Marketing of the first duodenoscope with a sterile, disposable elevator component. While the FDA has previously cleared duodenoscopes with removable endcap components, the Pentax Medical Video ED34-i10T2 model duodenoscope is the first device with a disposable elevator component, a part that has been traditionally difficult to clean and reprocess. The disposable elevator component will reduce the number of device parts that need to be cleaned and disinfected between uses. The device is intended to be used with endoscopic devices, and its risks include burns, electric shock, perforation, infection, and bleeding.

Supplemental approval of acalabrutinib (Calquence) to treat adults with chronic lymphocytic leukemia or small lymphocytic lymphoma. In two trials, patients receiving the drug had a longer progression-free survival than those receiving other standard treatments. The most common side effects were anemia, neutropenia, upper respiratory tract infection, thrombocytopenia, headache, diarrhea, and musculoskeletal pain. Patients may experience atrial fibrillation and flutter and should be monitored for symptoms of arrhythmias. They should also be monitored for serious infections, bleeding, and low blood counts.

Zanubrutinib (Brukinsa) capsules to treat adults with mantle cell lymphoma who have received at least one prior therapy. In a single-arm trial of 86 patients, 84% had tumor shrinkage, with a median duration of response of 19.5 months. In another single-arm trial of 32 patients, 84% had tumor shrinkage with a median duration of response of 18.5 months. Common side effects were decreased neutrophil count, decreased platelet count, upper respiratory tract infection, decreased white blood cell count, decreased hemoglobin levels, rash, bruising, diarrhea, and cough. During treatment with the orphan drug, patients should be monitored for bleeding, signs and symptoms of infection, cytopenias, and cardiac arrhythmias.

Givosiran (Givlaari) to treat adults with acute hepatic porphyria. The rare genetic disorder results in the buildup of toxic porphyrin molecules, which are formed during the production of heme. In a trial of 94 patients, those who received the drug had 70% fewer porphyria attacks than patients in the placebo group. Common side effects of the orphan drug were nausea and injection site reactions. Clinicians are advised to monitor patients for anaphylactic reaction and renal function, and patients should have their liver function tested before and periodically during treatment.

Adalimumab–afzb (Abrilada), a biosimilar to Humira.
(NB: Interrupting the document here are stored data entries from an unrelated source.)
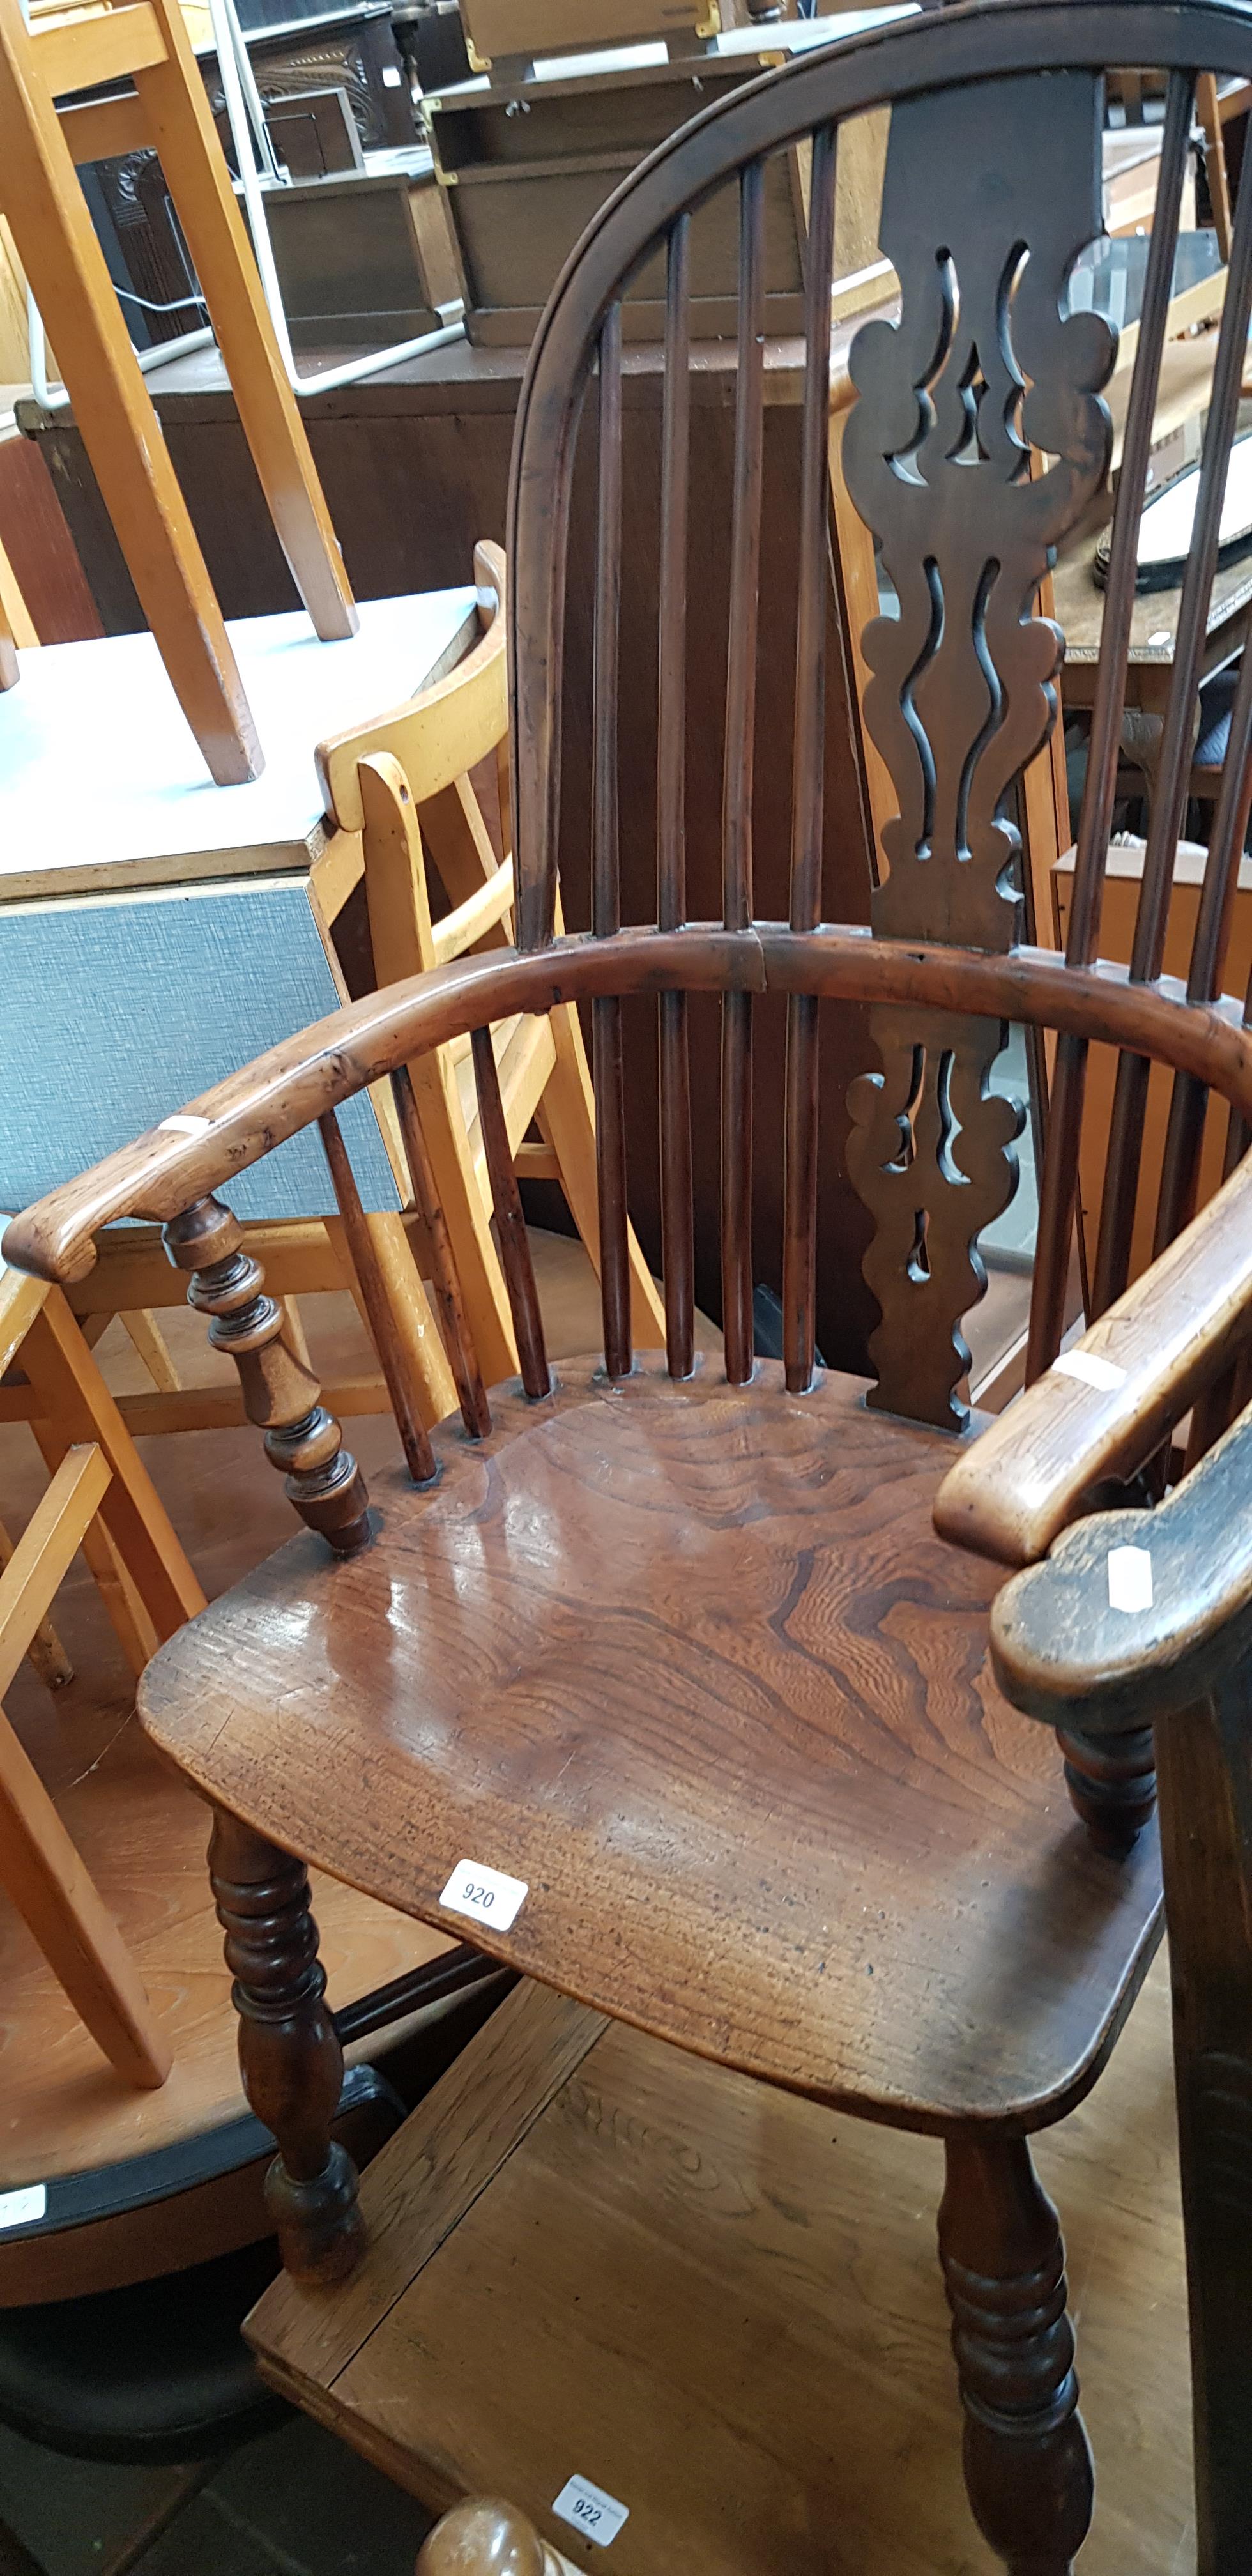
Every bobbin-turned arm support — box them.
[935,1144,1252,1568]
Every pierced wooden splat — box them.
[841,70,1115,1427]
[847,1010,1023,1430]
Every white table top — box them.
[0,585,477,902]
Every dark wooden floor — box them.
[0,1240,1188,2575]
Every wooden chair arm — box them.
[0,931,758,1285]
[934,1146,1252,1568]
[989,1392,1252,1731]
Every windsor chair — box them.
[8,1,1252,2564]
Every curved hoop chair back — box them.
[504,0,1252,1430]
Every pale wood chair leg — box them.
[537,995,666,1350]
[27,1416,155,1678]
[355,753,519,1392]
[0,1445,171,2088]
[416,2501,577,2575]
[0,1515,71,1690]
[0,503,37,660]
[324,1210,458,1430]
[402,1048,519,1392]
[0,588,15,691]
[120,1307,181,1393]
[133,0,357,645]
[280,1294,313,1370]
[21,1291,206,1644]
[0,0,261,785]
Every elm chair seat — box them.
[139,1357,1161,2131]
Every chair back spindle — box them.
[1025,67,1193,1379]
[720,163,767,1385]
[1093,134,1252,1317]
[592,304,632,1383]
[658,215,696,1381]
[783,119,837,1395]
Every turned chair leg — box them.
[209,1805,365,2284]
[1058,1721,1156,1857]
[939,2135,1094,2576]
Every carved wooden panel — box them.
[841,71,1115,1425]
[847,1010,1023,1430]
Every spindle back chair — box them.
[10,3,1252,2564]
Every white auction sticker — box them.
[553,2475,630,2548]
[158,1113,211,1137]
[1053,1349,1126,1393]
[439,1859,528,1931]
[0,2185,45,2232]
[1108,1545,1154,1614]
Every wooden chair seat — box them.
[138,1354,1161,2132]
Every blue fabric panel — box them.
[0,878,401,1222]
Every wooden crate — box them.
[247,1972,1193,2575]
[427,38,890,344]
[461,0,723,77]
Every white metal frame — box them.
[27,0,464,412]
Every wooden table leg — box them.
[135,0,358,645]
[0,0,261,784]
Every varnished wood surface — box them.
[0,1236,668,2231]
[937,1130,1252,1569]
[251,1956,1196,2576]
[141,1356,1161,2131]
[14,927,1252,1285]
[0,1291,458,2216]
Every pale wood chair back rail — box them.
[0,0,355,783]
[10,5,1252,2567]
[0,1262,204,2089]
[317,538,664,1383]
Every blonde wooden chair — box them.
[0,0,356,783]
[317,540,664,1387]
[0,1261,204,2089]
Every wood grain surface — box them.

The approval is one of nine new biosimilar products the FDA has taken action on in 2019, bringing the overall total of biosimilar approvals to 25.

First-time generic approvals

Digoxin oral solution USP (0.05 mg/mL) for the treatment of atrial fibrillation in adults and heart failure in adult and pediatric patients. (No brand name provided.)

Vilazodone hydrochloride tablets (10 mg, 20 mg, and 40 mg) for the treatment of major depressive disorder. (Brand name: Viibryd)

Ivermectin cream (1%) for the treatment of inflammatory lesions of rosacea. (Brand name: Soolantra)

Fosaprepitant for injection (115 mg) for the prevention of acute and delayed nausea and vomiting associated with initial and repeat courses of highly emetogenic cancer chemotherapy, including high-dose cisplatin, and of delayed nausea and vomiting associated with initial and repeat courses of moderately emetogenic cancer chemotherapy. (Brand name: Emend)

Carfilzomib for injection (60-mg single-dose vial) for the treatment of patients with relapsed or refractory multiple myeloma who have received one to three lines of therapy. (Brand name: Kyprolis)

Note: The FDA states that drugs are not always commercially available immediately after approval.